The training set will be used for training. You will try to improve the performance by measuring on the private test set and to make your final validation in the public test set.


In [None]:
import pandas as pd
import numpy as np
from skimage.feature import hog
import matplotlib.pyplot as plt
import seaborn as sns

from sklearn.utils.class_weight import compute_class_weight

# Load the dataset
df = pd.read_csv("fer2013.csv") # Add here the path to your fer2013.csv file

###################################################################
# Separating the dataset between train, test, and validation sets
###################################################################
# The dataset already contains the splits which are specified in the 
# "Usage" field
print( df['Usage'].value_counts() )

# We use for training and validation the "Training" and "PublicTest"
trai_df = df[df['Usage']== 'Training'].copy()
vali_df = df[df['Usage'] == 'PublicTest'].copy()
test_df = df[df['Usage'] == 'PrivateTest'].copy() 

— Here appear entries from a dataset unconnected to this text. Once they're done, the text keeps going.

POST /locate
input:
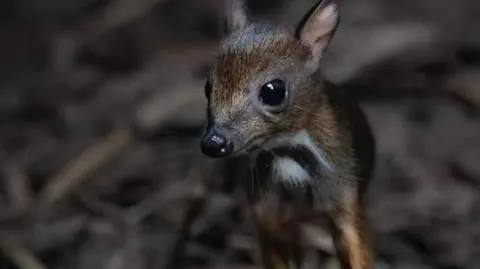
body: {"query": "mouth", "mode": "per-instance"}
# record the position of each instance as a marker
(254, 145)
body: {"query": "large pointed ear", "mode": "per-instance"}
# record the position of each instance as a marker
(236, 15)
(318, 27)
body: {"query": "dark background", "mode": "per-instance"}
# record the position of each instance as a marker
(101, 103)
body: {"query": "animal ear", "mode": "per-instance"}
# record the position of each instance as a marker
(318, 27)
(236, 15)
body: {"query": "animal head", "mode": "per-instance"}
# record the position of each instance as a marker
(264, 80)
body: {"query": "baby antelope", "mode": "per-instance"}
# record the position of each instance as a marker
(312, 146)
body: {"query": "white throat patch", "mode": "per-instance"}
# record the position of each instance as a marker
(290, 171)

# Storing train and test data frames
trai_df.to_csv("./data/er2013_train.csv", encoding='utf-8', index=False)
vali_df.to_csv("./data/fer2013_validation.csv", encoding='utf-8', index=False)
test_df.to_csv("./data/fer2013_test.csv", encoding='utf-8', index=False)

Now we compute the class weights for the training set

In [None]:
emotionDict = {
    0:'0: Angry',
    1:'1: Disgust',
    2:'2: Fear',
    3:'3: Happy',
    4:'4: Sad',
    5:'5: Surprise',
    6:'6: Neutral'
}


sns.catplot(data=trai_df.replace({'emotion': emotionDict}), kind='count', x='emotion', height=4, aspect=2)

#sns.countplot(x ='emotion', data = trai_df)
plt.show()

In [None]:
import matplotlib.pyplot as plt

# Now making some plots
random_rows = df.sample(n=21, random_state=43)
imgs = [np.fromstring(pixels, sep=' ').reshape(48, 48) for pixels in random_rows['pixels']]
lbl =  random_rows['emotion'].values

fig, axes = plt.subplots(nrows=3, ncols=7, figsize=(23, 10))
fig.suptitle('Sample images FER 2013', fontsize=16)

# Loop through each subplot and customize
for i in range(7):
    for j in range(3):
        ax = axes[j, i]
        ax.imshow(imgs[j*7+i], cmap="gray") 
        ax.set_title('%s'%(emotionDict[lbl[j*7+i]]))
        #ax.grid(True)
plt.show()